According to MIT News, on April 18th, the suspects at large in the Boston bombing engaged MIT Campus Police, resulting in the alleged shooting death of Officer Sean Collier.
The Cambridge Police Department received reports of a carjacking and were in pursuit of a vehicle fitting the description when suspects exchanged gunfire and reportedly tossed explosive devices from the vehicle. During the course the police pursuit, one of the suspects identified as Tamerlan Tsarnaev, 26, was critically injured. He was pronounced dead once transported to a hospital. At least one officer was seriously wounded during the pursuit.
Both suspects in the carjacking have been implicated by the FBI in the Boston Marathon bombings.

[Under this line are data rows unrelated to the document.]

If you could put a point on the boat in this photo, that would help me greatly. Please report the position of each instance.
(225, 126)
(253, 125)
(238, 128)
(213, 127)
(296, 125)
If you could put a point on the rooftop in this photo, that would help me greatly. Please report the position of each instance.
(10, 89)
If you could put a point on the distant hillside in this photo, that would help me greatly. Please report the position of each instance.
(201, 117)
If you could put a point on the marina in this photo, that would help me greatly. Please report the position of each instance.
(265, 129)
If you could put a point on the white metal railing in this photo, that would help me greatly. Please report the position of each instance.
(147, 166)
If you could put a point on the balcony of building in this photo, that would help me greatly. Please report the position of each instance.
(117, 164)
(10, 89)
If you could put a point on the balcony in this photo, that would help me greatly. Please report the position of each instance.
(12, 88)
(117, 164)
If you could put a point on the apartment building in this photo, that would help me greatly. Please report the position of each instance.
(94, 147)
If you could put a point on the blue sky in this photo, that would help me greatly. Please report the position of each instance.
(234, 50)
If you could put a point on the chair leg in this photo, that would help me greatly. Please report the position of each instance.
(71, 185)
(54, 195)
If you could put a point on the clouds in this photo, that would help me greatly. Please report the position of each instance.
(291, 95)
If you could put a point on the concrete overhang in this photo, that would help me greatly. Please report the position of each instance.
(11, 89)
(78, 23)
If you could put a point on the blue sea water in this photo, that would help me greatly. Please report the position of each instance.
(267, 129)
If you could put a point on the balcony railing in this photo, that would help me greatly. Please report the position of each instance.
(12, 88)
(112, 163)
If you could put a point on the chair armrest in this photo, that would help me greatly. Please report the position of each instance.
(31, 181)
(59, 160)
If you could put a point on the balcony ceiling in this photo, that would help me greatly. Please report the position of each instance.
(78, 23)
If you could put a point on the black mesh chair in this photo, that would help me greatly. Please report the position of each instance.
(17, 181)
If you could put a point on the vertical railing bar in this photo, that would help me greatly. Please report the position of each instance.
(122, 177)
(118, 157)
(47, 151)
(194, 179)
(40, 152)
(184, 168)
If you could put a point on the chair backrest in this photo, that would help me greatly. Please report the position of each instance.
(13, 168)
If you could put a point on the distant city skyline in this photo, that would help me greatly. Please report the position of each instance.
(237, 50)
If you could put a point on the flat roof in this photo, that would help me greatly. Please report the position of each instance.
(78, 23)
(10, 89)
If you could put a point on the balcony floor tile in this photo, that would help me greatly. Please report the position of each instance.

The remaining suspect, who the FBI identified as Dzhokar Tsarnaev, 19, was considered to be armed and extremely dangerous after he escaped local, state and federal authorities only to be captured in the nearby town of Watertown a short time later.
According to CNN, the deceased suspect “was wearing explosives and a triggering device when he died.”
These violent actions breathe life again into the issues concerning public safety, further blurring the complicated line between preserving individual rights and effective regulation.